«Le possibilità ci sono se facciamo presto. In vita mia non ho mai visto un raduno come questo e, credetemi, ne ho visti tanti: grazie all’ambasciatore a nome del mio Paese, perché qui si fa strategia vera».

 

Così ha commentato Romano Prodi al termine del quarto raduno della comunità d’affari italiana in Cina, evento curato dall’Ambasciata dì’Italia a Pechino. Riferendosi al potenziale dello scalo giuliano, ha inoltre menzionato la disponibilità del porto di Monfalcone e ribadito l’unicità di queste possibilità strategiche tra paesi competitivi, in un mondo sempre più costretto dalle spire egemoniche del “mercato globale per pochi”.

 

Sono molteplici i progetti commerciali che si stanno affermando in Italia, primo tra tutti il Porto franco internazionale di Trieste. Il decreto a riguardo, varato lo scorso Giugno e primo di questo tipo in Europa, stabilisce l’organizzazione amministrativa della gestione dei punti franchi, rendendoli più efficienti e reattivi alle sfide globali. L’Autorità avrà infatti il potere di autorizzare le attività di manipolazione e trasformazione industriale delle merci nei punti franchi, fornendo assistenza tecnica agli investitori. Potrà inoltre riorganizzare le aree del Porto Franco per meglio rispondere alle esigenze del commercio internazionale, prevedendo l’individuazione di aree specifiche da destinare alle attività industriali – come stoccaggio, manipolazione, trasformazione – e di aree in cui concentrare le attività del settore logistico legate al transito della merce. Con riferimento allo sviluppo ferroviario l’Autorità avrà il compito di potenziare i collegamenti ferroviari e di vigilare sul rispetto delle regole di utilizzo delle infrastrutture. Sempre in capo all’Autorità anche la promozione internazionale e la gestione della formazione del personale. Non da meno è Genova, unico porto europeo che gode di extraterritorialità doganale ed è collegato via treno all’Europa centrale ed orientale.

 

A Mortara invece, in provincia di Pavia, sarà collegato via treno alla città di Chengdu lungo la prima rotta Cina-Italia il polo logistico, in partnership con la società Changjiu Logistics, che vanta un fatturato di oltre 20 miliardi.
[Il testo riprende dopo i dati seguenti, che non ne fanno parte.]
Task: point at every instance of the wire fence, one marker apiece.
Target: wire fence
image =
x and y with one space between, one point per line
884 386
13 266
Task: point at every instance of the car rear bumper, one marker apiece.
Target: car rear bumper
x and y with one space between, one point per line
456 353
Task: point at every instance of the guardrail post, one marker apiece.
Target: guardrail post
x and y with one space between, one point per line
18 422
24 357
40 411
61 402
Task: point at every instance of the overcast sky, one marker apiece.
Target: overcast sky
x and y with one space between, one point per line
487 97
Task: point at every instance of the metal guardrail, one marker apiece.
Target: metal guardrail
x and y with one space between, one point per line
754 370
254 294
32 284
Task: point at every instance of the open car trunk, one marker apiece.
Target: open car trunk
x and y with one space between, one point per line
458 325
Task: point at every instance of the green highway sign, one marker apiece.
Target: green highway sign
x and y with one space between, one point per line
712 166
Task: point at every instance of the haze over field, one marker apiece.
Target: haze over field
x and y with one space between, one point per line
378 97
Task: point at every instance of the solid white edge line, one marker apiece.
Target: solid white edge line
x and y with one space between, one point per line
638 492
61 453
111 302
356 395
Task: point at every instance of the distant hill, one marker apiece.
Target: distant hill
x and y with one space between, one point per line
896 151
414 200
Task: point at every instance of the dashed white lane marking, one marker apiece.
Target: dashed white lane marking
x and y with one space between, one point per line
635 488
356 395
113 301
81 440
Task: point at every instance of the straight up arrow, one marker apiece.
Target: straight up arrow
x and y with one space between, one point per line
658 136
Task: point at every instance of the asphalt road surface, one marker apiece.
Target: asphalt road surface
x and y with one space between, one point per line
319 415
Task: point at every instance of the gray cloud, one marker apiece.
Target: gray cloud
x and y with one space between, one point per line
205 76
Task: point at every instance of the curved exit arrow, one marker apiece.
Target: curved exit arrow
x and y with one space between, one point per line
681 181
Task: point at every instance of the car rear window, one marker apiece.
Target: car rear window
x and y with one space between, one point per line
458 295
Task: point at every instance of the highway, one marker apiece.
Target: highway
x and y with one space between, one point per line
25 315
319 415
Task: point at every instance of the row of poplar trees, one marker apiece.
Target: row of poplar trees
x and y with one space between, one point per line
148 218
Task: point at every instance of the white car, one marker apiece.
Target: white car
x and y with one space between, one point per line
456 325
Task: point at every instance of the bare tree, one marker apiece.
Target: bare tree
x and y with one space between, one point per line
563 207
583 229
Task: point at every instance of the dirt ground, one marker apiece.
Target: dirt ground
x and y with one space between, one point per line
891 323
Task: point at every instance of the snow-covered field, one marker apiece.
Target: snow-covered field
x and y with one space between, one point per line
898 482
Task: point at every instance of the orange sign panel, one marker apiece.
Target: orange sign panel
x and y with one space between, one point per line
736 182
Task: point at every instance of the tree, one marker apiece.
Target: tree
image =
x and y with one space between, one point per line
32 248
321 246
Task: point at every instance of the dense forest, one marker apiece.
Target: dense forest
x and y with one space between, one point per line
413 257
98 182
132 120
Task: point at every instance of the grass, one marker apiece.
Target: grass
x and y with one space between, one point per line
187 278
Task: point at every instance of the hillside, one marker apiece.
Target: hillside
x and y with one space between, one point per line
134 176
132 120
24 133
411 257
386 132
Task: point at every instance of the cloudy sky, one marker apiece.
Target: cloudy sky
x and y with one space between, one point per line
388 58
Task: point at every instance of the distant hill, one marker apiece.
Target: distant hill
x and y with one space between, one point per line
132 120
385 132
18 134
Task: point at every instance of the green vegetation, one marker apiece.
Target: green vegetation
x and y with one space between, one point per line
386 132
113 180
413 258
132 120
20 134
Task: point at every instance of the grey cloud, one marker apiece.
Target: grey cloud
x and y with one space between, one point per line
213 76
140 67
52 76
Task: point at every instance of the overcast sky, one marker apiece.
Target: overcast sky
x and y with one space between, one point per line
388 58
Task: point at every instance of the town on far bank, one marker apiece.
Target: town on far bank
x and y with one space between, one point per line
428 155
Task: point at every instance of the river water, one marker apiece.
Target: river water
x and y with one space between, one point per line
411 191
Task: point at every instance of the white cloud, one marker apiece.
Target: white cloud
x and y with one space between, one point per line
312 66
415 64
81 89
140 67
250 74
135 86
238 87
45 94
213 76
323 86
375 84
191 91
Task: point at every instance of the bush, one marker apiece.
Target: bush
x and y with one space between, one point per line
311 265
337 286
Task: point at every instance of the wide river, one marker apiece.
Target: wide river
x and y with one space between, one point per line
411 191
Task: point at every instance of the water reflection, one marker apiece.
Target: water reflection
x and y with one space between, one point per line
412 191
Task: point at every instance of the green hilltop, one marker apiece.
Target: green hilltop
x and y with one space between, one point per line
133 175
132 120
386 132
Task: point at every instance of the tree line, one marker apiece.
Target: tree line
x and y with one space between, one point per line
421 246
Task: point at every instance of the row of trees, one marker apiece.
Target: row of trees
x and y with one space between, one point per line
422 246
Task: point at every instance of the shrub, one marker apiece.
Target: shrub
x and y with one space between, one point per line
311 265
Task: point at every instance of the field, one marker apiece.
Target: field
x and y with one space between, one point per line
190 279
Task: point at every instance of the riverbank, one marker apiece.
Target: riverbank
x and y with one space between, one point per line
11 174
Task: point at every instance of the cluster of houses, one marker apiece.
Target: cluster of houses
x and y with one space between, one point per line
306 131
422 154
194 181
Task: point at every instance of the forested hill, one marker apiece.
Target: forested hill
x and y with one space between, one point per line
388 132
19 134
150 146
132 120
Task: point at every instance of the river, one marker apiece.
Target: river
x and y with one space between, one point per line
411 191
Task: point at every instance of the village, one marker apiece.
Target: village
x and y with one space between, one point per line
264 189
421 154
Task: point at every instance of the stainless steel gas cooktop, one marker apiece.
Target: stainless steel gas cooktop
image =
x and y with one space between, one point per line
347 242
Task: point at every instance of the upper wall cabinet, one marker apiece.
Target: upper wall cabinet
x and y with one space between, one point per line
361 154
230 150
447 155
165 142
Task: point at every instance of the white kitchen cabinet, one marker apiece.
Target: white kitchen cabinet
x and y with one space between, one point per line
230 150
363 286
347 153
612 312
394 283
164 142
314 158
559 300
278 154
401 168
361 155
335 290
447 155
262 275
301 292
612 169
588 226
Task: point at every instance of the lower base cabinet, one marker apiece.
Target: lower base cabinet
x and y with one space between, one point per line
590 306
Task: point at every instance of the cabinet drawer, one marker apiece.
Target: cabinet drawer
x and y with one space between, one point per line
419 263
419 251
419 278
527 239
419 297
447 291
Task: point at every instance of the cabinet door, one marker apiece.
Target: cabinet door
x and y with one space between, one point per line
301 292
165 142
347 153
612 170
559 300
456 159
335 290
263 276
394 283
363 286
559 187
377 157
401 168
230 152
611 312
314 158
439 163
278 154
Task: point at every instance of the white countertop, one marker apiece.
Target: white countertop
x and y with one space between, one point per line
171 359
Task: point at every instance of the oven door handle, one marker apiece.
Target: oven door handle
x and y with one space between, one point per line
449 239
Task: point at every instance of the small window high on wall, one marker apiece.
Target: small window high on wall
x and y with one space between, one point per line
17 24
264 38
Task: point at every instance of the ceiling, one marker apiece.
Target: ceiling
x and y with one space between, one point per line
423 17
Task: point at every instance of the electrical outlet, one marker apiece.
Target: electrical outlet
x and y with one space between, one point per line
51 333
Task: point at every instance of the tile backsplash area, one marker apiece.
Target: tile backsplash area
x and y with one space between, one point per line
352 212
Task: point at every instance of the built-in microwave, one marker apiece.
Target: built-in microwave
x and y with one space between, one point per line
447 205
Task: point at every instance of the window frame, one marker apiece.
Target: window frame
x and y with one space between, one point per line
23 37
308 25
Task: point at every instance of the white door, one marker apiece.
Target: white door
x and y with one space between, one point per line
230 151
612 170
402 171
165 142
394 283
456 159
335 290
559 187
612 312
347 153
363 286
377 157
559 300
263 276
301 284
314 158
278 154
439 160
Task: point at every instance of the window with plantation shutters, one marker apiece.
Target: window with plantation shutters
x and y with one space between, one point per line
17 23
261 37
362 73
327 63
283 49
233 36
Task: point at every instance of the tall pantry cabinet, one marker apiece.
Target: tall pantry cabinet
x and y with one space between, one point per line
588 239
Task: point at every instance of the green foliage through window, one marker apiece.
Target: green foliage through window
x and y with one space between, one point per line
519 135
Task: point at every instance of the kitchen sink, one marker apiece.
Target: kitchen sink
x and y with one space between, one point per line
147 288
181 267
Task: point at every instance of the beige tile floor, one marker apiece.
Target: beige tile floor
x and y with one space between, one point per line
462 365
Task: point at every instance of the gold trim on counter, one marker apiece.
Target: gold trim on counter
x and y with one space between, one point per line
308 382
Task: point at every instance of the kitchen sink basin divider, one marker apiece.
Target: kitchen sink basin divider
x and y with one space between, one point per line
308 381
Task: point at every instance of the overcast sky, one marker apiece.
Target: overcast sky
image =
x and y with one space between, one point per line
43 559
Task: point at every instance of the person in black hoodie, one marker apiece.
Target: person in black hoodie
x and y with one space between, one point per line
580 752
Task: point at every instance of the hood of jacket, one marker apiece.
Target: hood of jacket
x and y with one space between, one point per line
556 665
Entro il 2018 si stimano almeno 3 viaggi a settimana, della durata di 18 giorni e che porteranno prodotti di fattura italiana in Cina.

 

A Shangai, Fincantieri ha firmato una lettera d’intenti con la China State Shipbuilding Corp. per la creazione di un parco crocieristico nel distretto di Baoshan. A Febbraio infatti, durante un viaggio diplomatico del presidente Mattarella, l’azienda italiana sottoscriveva un accorto vincolante la CSSC e la Carnival Corp. per costruire due navi da crociera più quattro in opzione presso il cantiere Waigaoqiao Shipbuilding. Si tratta delle prime unità di questo tipo realizzate su misura degli standard cinesi.

 

L’Italia sembra volgere lo sguardo ad oriente, verso il progetto cinese delle nuove vie della seta. Un’occasione per il nostro paese di riscrivere i rapporti di esclusività con gli Stati Uniti e giostrarsi tra le grandi potenze.